Volume 39, Issue 2, Summer 2014, Pages 174-179
Medical Dosimetry

Control Point Analysis comparison for 3 different treatment planning and delivery complexity levels using a commercial 3-dimensional diode array

https://doi.org/10.1016/j.meddos.2013.12.005Get rights and content

Abstract

To investigate the use of “Control Point Analysis” (Sun Nuclear Corporation, Melbourne, FL) to analyze and compare delivered volumetric-modulated arc therapy (VMAT) plans for 3 different treatment planning complexity levels. A total of 30 patients were chosen and fully anonymized for the purpose of this study. Overall, 10 lung stereotactic body radiotherapy (SBRT), 10 head-and-neck (H&N), and 10 prostate VMAT plans were generated on Pinnacle3 and delivered on a Varian linear accelerator (LINAC). The delivered dose was measured using ArcCHECK (Sun Nuclear Corporation, Melbourne, FL).
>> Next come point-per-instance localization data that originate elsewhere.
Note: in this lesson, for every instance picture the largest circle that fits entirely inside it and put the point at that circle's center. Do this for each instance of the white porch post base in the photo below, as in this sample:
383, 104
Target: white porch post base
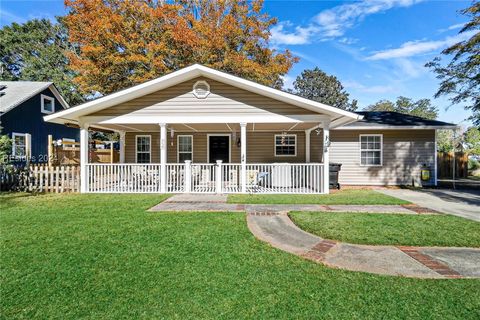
83, 158
163, 157
326, 157
243, 156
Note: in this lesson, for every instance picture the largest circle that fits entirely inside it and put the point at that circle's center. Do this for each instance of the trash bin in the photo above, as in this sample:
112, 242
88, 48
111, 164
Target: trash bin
334, 169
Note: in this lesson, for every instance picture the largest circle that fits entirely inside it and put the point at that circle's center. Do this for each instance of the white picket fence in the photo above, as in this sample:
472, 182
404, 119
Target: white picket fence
206, 178
41, 178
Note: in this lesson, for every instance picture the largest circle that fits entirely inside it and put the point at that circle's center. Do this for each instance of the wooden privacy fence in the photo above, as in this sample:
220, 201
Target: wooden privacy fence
40, 178
445, 165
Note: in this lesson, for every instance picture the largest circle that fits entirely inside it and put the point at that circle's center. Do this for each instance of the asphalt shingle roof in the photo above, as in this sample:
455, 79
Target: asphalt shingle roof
16, 92
387, 118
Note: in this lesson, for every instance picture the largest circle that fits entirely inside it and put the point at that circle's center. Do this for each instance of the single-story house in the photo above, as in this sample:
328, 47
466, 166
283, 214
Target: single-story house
202, 130
22, 107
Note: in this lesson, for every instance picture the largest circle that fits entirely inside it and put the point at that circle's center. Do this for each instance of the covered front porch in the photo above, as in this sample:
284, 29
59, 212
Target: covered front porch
282, 157
202, 130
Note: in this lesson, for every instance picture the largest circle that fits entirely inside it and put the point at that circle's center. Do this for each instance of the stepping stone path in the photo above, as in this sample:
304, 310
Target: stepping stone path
418, 262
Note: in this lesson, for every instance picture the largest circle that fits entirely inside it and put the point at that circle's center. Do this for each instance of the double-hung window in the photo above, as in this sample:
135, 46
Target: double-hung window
371, 149
184, 148
19, 145
143, 149
285, 145
48, 104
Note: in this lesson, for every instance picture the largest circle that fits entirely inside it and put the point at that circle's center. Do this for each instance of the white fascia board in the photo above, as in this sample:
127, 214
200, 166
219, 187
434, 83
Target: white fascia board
275, 93
398, 128
190, 73
200, 119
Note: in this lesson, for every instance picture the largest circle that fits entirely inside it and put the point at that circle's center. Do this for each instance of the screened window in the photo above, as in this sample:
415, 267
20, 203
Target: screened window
371, 150
285, 145
48, 104
19, 145
185, 148
144, 148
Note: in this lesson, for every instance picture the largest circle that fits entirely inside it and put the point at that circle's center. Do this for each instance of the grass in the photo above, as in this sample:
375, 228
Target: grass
352, 196
105, 257
391, 229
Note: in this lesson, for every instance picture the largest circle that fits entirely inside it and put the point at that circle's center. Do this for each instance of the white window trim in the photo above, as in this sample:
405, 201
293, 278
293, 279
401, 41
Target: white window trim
229, 144
275, 145
136, 146
42, 99
17, 134
360, 148
204, 83
178, 146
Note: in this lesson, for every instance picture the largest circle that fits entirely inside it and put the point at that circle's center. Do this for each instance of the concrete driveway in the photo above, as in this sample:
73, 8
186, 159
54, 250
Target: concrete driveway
462, 203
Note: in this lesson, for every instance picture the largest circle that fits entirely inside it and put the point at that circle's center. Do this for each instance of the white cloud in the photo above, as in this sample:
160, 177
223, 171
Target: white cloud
354, 85
334, 22
452, 27
414, 48
346, 40
288, 82
409, 69
8, 17
299, 35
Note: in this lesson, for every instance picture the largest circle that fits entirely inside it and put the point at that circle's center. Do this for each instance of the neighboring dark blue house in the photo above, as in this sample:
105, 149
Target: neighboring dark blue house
22, 107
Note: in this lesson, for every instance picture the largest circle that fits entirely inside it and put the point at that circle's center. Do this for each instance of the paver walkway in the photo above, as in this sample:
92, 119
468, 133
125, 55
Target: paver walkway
420, 262
218, 202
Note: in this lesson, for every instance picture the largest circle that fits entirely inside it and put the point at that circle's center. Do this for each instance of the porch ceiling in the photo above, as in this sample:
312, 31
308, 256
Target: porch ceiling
209, 127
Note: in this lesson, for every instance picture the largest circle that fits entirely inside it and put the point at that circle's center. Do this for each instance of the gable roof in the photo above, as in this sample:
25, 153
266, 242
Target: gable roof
395, 120
15, 93
191, 72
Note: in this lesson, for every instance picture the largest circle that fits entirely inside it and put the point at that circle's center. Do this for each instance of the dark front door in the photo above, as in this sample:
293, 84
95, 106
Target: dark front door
219, 148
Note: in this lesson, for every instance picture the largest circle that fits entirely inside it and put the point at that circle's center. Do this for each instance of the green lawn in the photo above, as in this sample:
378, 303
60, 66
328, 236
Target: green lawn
391, 229
105, 257
338, 197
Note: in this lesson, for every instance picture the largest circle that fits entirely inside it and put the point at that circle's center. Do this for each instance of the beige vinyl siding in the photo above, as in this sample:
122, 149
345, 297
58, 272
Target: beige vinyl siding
404, 152
260, 147
223, 100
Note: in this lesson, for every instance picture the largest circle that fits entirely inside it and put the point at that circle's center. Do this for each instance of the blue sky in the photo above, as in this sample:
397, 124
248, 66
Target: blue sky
376, 48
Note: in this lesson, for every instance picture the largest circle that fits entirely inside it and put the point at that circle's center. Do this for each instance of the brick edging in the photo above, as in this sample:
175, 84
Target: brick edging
429, 262
318, 251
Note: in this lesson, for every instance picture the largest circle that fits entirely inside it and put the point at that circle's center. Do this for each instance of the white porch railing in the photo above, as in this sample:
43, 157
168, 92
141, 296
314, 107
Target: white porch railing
123, 178
206, 178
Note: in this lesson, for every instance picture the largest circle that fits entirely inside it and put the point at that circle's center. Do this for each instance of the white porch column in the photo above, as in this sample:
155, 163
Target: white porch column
83, 158
243, 155
307, 145
218, 177
163, 157
188, 176
435, 156
326, 156
122, 146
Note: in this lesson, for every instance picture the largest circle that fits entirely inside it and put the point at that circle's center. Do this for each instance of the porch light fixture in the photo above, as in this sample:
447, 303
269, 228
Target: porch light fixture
201, 89
283, 142
327, 141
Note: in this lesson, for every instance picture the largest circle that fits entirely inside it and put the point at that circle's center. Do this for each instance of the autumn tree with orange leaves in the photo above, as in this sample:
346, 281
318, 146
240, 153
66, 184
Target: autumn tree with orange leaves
125, 42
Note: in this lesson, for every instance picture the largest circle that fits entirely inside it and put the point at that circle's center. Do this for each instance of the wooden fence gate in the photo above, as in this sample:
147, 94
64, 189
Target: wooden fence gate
40, 178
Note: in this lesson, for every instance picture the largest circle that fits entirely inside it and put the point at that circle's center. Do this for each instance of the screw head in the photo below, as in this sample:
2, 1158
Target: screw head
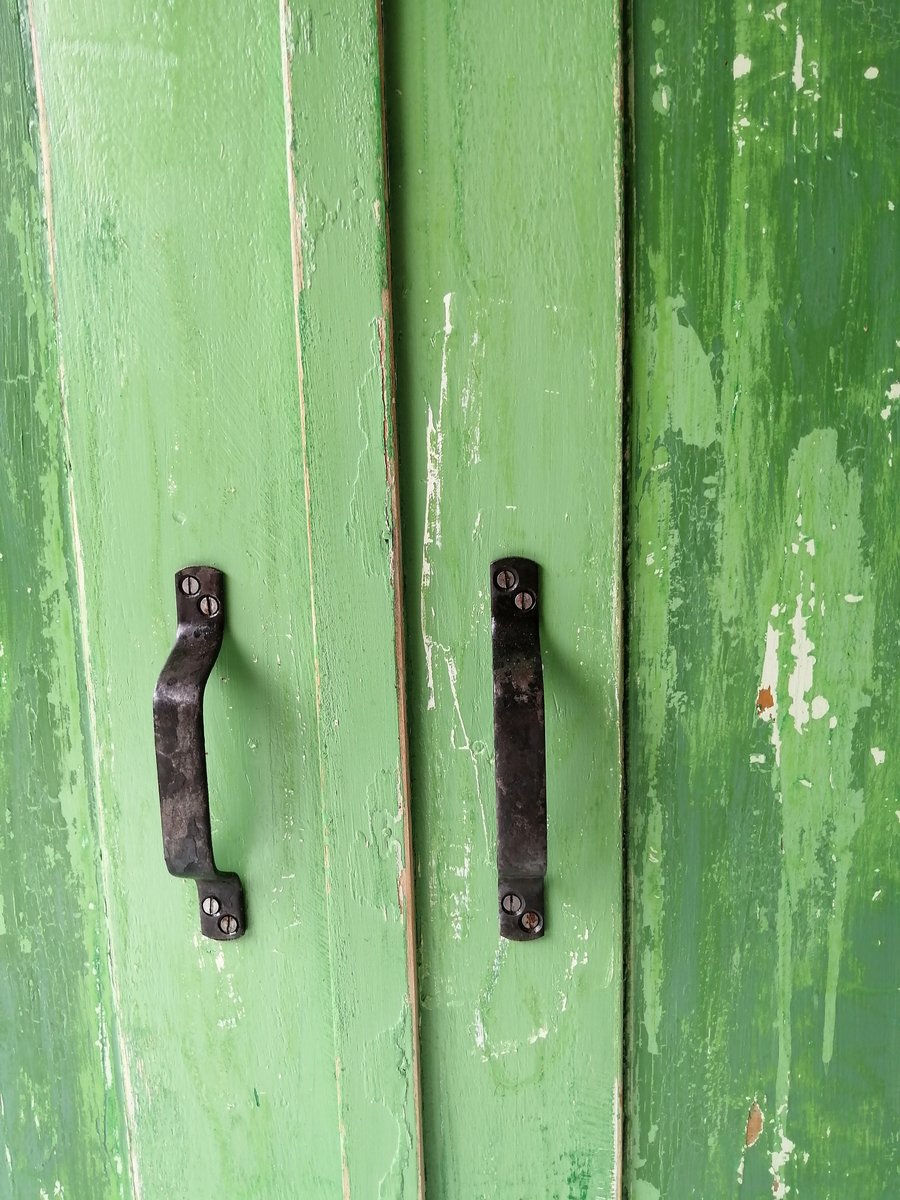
532, 922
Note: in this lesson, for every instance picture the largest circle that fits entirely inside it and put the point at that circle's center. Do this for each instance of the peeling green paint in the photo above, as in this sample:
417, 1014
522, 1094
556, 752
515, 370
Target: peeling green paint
763, 567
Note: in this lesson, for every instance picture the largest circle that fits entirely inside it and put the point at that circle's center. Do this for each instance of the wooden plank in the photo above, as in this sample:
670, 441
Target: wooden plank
504, 155
282, 1065
59, 1102
765, 565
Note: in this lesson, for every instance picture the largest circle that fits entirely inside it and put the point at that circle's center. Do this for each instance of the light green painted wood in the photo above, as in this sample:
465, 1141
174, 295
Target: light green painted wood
59, 1101
504, 156
765, 567
282, 1065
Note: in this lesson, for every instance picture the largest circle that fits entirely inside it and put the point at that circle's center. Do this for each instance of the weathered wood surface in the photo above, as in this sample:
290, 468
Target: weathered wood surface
60, 1120
763, 612
504, 159
198, 265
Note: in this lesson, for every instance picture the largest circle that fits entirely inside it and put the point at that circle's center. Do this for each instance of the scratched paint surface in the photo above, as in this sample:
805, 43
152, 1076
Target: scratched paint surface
216, 207
59, 1101
503, 169
765, 562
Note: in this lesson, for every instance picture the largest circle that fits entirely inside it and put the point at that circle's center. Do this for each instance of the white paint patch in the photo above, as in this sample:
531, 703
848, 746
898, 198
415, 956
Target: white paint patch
780, 1159
797, 76
433, 462
801, 682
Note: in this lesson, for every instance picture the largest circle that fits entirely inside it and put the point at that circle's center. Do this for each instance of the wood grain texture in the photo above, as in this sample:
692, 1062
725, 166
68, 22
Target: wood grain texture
765, 562
220, 255
60, 1120
504, 160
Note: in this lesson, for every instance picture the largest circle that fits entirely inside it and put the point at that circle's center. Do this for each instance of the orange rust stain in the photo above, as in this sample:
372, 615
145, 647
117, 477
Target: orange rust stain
755, 1121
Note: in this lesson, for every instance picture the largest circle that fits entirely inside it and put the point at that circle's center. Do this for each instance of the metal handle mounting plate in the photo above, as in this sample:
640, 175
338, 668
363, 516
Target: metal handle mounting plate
520, 753
181, 753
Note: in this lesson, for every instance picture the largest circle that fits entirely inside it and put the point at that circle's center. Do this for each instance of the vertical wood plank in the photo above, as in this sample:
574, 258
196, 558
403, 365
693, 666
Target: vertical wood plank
60, 1122
282, 1065
765, 633
504, 161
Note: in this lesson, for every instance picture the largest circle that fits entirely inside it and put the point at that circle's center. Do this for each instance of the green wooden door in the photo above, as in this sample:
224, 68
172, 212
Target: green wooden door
205, 358
198, 370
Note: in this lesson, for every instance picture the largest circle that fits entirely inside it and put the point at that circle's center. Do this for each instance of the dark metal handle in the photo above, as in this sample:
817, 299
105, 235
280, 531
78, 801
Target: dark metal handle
181, 753
520, 754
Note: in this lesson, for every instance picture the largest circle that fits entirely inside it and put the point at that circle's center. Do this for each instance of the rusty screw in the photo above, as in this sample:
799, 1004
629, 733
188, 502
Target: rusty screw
532, 922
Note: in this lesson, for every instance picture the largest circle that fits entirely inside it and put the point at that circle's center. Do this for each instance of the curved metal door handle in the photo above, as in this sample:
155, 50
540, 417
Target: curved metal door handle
181, 753
520, 754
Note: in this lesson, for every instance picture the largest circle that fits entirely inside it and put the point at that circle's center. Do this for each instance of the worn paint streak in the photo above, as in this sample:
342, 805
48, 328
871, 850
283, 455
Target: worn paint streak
504, 174
765, 563
60, 1098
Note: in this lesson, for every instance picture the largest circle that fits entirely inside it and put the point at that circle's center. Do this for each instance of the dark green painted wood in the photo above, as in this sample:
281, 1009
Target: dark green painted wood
213, 202
60, 1117
504, 172
765, 564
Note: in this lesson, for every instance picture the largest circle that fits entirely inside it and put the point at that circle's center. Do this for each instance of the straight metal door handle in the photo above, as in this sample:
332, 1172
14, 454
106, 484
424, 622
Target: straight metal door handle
520, 754
181, 753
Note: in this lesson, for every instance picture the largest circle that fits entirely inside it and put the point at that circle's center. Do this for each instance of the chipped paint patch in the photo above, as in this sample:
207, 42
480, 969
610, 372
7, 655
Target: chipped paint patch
799, 684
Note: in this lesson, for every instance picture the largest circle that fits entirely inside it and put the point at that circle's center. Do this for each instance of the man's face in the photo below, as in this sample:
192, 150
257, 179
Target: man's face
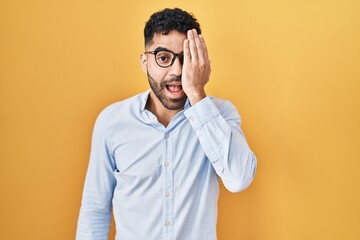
165, 83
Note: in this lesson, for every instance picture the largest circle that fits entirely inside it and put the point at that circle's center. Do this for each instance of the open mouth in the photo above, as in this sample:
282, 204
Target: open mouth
174, 89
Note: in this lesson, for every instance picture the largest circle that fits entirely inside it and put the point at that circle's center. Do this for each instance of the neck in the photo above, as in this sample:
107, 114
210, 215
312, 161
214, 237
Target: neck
163, 114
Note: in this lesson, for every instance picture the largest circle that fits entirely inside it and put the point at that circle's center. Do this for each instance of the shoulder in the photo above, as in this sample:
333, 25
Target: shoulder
222, 104
121, 109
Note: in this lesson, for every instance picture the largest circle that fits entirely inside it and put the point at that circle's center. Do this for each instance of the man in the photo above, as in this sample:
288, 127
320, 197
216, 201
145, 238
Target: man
156, 157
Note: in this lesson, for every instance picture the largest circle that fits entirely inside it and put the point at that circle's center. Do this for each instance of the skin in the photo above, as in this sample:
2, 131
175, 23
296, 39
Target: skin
193, 75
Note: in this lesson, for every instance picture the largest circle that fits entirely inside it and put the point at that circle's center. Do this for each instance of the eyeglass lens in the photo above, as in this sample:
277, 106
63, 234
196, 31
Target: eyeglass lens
165, 58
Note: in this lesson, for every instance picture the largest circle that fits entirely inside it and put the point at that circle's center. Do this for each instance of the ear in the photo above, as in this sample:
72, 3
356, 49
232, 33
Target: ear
143, 62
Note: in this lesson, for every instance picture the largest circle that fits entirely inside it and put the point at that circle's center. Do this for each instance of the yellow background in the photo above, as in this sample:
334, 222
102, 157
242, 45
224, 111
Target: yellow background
291, 67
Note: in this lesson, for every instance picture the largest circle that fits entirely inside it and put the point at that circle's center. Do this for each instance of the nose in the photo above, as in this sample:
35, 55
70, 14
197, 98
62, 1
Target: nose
176, 67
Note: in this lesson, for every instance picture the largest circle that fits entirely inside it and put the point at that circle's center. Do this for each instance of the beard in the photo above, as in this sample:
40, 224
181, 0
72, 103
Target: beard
159, 90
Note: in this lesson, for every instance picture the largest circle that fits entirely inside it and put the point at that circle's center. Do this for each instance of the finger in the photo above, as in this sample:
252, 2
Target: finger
205, 51
187, 57
192, 46
199, 47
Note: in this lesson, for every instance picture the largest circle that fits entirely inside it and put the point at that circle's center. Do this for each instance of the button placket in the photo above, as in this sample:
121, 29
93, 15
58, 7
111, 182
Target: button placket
168, 188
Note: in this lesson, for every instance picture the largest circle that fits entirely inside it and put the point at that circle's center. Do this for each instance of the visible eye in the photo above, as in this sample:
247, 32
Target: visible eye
164, 57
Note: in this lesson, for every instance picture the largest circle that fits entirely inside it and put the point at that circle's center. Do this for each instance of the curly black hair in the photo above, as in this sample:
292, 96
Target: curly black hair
167, 20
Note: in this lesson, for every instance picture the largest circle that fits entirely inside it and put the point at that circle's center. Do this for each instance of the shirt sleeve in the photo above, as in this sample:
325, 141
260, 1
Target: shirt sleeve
96, 206
223, 142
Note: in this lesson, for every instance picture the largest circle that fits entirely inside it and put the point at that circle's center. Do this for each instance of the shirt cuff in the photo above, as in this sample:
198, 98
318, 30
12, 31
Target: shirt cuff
201, 113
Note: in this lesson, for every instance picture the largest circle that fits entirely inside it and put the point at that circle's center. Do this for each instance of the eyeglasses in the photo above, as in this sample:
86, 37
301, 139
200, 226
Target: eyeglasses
165, 58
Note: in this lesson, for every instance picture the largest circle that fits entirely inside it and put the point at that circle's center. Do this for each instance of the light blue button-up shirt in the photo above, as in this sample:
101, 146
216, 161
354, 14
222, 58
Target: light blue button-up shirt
162, 182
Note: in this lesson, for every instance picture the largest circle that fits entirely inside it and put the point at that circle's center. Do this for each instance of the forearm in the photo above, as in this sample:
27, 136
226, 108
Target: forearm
224, 144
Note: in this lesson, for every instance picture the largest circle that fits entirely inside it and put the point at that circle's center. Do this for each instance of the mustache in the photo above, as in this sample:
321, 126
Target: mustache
174, 79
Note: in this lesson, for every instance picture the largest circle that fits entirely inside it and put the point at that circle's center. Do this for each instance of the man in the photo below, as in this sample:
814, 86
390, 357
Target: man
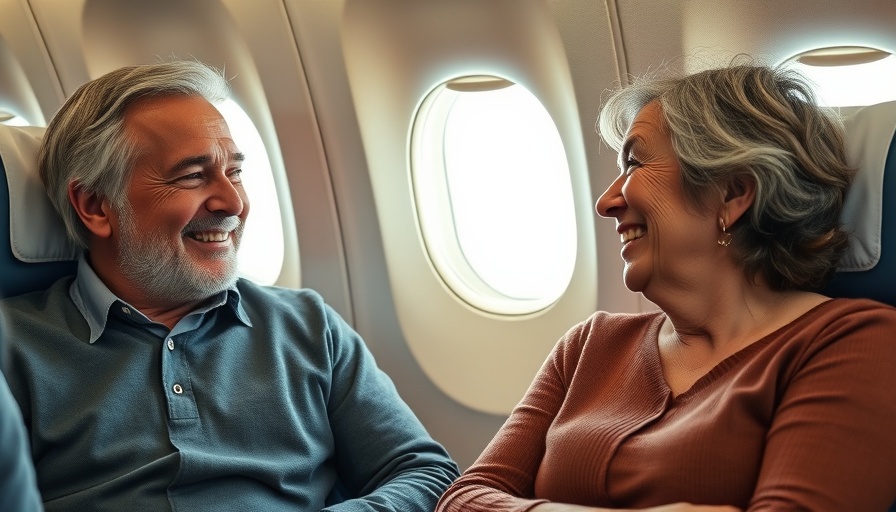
18, 490
157, 380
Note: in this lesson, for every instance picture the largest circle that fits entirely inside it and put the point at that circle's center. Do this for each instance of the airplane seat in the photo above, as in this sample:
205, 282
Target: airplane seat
36, 250
868, 269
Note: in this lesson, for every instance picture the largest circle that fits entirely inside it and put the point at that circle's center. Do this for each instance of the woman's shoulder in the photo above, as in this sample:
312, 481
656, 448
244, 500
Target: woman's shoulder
618, 327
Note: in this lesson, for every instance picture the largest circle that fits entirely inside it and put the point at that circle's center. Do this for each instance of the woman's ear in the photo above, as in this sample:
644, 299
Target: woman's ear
738, 197
92, 209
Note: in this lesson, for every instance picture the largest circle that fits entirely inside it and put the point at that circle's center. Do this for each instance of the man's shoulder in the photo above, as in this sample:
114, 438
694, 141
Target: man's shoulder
56, 294
277, 300
250, 290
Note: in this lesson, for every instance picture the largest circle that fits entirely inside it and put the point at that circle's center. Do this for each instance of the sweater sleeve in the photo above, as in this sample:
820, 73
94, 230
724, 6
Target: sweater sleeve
831, 445
503, 477
385, 458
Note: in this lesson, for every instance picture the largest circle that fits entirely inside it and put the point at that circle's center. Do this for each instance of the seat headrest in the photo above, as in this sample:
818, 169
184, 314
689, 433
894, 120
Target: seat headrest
869, 133
36, 231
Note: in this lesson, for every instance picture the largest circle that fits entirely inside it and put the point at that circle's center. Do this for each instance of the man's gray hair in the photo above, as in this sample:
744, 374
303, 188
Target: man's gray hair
85, 143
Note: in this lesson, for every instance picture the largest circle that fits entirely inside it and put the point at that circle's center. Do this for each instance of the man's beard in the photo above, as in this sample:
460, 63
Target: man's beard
166, 273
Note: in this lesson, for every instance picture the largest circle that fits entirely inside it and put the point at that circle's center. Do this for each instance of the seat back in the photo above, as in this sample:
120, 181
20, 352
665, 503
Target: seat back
869, 268
35, 250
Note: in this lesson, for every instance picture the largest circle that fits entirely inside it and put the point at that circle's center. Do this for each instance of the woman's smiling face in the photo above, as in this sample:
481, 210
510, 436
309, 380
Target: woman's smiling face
664, 237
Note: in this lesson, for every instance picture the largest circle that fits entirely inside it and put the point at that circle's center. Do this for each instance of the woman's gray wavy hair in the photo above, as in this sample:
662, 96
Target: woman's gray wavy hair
85, 143
756, 122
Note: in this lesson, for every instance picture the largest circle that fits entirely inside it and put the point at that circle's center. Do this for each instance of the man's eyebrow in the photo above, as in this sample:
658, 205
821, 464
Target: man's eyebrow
202, 161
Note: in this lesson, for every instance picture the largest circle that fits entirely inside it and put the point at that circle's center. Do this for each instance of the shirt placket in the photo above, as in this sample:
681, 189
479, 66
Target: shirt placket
176, 378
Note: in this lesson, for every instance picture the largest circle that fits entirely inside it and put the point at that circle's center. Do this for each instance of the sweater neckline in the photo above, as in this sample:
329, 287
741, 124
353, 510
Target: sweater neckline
651, 341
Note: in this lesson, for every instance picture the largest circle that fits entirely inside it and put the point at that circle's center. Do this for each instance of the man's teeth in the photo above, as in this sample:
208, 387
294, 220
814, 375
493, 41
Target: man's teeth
211, 236
631, 234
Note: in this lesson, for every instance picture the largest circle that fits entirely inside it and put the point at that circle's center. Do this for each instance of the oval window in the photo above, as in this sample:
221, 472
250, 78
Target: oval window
493, 195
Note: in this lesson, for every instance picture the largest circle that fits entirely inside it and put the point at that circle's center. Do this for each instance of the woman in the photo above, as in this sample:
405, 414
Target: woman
746, 390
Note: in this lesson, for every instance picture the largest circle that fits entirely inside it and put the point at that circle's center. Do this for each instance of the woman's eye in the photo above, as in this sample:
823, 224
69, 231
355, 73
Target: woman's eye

Each plan was analyzed using “Sun Nuclear Corporation (SNC) Patient 6” and “Control Point Analysis.” Gamma passing percentage was used to assess the differences between the measured and planned dose distributions and to assess the role of various control point binning combinations. Of the different sites considered, the prostate cases reported the highest gamma passing percentages calculated with “SNC Patient 6” (97.5% to 99.2% for the 3%, 3 mm) and “Control Point Analysis” (95.4% to 98.3% for the 3%, 3 mm). The mean percentage of passing control point sectors for the prostate cases increased from 51.8 ± 7.8% for individual control points to 70.6 ± 10.5% for 5 control points binned together to 87.8 ± 11.0% for 10 control points binned together (2%, 2-mm passing criteria). Overall, there was an increasing trend in the percentage of sectors passing gamma analysis with an increase in the number of control points binned together in a sector for both the gamma passing criteria (2%, 2 mm and 3%, 3 mm). Although many plans passed the clinical quality assurance criteria, plans involving the delivery of high Monitor Unit (MU)/control point (SBRT) and plans involving high degree of modulation (H&N) showed less delivery accuracy per control point compared with plans with low MU/control point and low degree of modulation (prostate).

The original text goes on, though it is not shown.